My copy is here.
And let me tell you, that occultist friend of mine is getting a copy of this for his birthday, he just doesn't know it yet. It's so his thing.
But that's beside the point! My impressions...
Well, for starters, I put off opening the thing until the sun set, and lit a hoity toity cuban-tobacco-and-bergamot candle for extra cheese factor. I rolled my eyes like I usually do at Llewellyn's packaging, with the silly white box that is far too big for the cards and made of toilet paper besides (plus that little tear-off bit, what the hell is up with that?). The book came out first, and I'm impressed with the quality there -- no pages fell out when I riffled through it, clean and readable typesetting with no frou-frou fonts to go with the Vampyre theme.

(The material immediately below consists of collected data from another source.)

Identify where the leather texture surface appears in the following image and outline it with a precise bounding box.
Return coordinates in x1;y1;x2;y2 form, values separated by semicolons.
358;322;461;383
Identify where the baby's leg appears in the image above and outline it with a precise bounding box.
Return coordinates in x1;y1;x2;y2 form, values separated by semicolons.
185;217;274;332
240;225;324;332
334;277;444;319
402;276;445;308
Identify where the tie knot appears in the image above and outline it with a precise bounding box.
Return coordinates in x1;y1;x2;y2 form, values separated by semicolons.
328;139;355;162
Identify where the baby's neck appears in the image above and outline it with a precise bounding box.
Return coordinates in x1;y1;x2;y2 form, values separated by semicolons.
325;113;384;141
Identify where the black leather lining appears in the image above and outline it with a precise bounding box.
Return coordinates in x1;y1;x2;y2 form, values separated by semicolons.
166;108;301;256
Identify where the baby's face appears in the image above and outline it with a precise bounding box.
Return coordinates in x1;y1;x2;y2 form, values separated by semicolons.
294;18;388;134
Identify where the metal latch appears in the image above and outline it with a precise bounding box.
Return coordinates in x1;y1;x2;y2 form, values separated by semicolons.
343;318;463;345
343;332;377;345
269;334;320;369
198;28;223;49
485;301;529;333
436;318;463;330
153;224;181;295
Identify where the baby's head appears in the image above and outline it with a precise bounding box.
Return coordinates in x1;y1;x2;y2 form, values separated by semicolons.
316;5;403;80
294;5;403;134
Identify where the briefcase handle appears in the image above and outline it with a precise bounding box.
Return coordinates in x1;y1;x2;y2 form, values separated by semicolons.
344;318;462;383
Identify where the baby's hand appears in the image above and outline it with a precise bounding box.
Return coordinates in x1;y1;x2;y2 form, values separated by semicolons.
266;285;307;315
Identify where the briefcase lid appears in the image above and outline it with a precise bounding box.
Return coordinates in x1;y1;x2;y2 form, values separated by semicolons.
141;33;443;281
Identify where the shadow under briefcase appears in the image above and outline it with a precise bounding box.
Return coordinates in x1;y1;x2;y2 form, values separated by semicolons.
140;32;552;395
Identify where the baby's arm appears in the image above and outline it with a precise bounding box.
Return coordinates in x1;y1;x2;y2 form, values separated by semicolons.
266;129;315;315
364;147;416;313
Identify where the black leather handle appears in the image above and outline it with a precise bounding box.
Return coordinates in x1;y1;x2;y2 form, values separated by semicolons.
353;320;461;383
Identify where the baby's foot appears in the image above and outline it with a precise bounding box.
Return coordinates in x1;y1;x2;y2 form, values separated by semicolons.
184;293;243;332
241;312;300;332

As for the deck, WOW. That's both a sarcastic wow and a serious wow. First wow: the art is nice. Very nice. As a painter myself, I appreciate what the artist is doing here, and he does it very well. Second wow: hot damn this thing is cheesy. It's dripping with cheese. The first thing I thought of was, like I said in my last post, Elizabethan drama. You know how in those days, female roles were played by boy actors? And how in some plays, the boy actor would be playing a girl who had disguised herself as a boy? In one play there's even a boy playing a girl disguised as a boy playing a girl on a stage within the play. The vampires remind me of that, in two senses -- one, a lot of them are ambiguously gendered, so I keep thinking "hmm, this looks like a woman but might be a boy" or "this looks like a man but I'm pretty sure those hips belong to a girl". Secondly, they strike me as being very dramatic vampires in the sense that they're almost doubly unreal -- I think of them as vampires pretending to be humans who are playing vampires on stage. Layers and layers of metaphorical costuming, here. It offsets the cheese factor by appealing to my obsession with theatrical history. I had no problems with sticky cards, paint chips, or cardstock flaws. The little nudity displayed is quite tasteful.
I like the Thothiness of it, how the book doesn't use canned RWS meanings like most themed decks, and especially how the book and the deck make sense together (which should be obvious, given how the artist wrote the book, but I've read some pretty awful companion volumes by deck creators). However, this is not a deck I'd use in any sort of professional situation. Storytelling, sure; readings for myself or for close friends, definitely -- it doesn't strike me as simply an art deck, it IS readable -- but I would never bring this to a reading for a stranger.
I have some minor quibbles. The art is one of them; a couple of the cards don't seem to express quite the same level of skill as the rest, mostly in the hand/wrist area, and the Nine of Grails hits all my WTF meters for anatomy and composition (and also because it's tasteless, but surprisingly, it's the only card in the deck that made me want to yell). My other quibble is that some of the cards just plain don't make sense on first glance -- The Star springs to mind from when I was flipping through. Yes, The Star often features a woman pouring water into a pond or some such object, but the vampire Star is just dripping blood from her goblets willy-nilly. The book does explain the image fairly well, but I like my cards to make sense at first glance. (This is either my professional artist brain talking, or I'm just picky. I'm not sure. Maybe both.)
Of course, my inner teenage gothy-girl, who insists on wearing corsets every day, and cutting herself artistically, and smoking marijuana out of a skull hookah -- she loves it, precisely because it's ridiculous and absurd.
It's not a deck I'd recommend for someone who's super-serious about tarot, for sure! But it's a good solid set despite how corny it appears.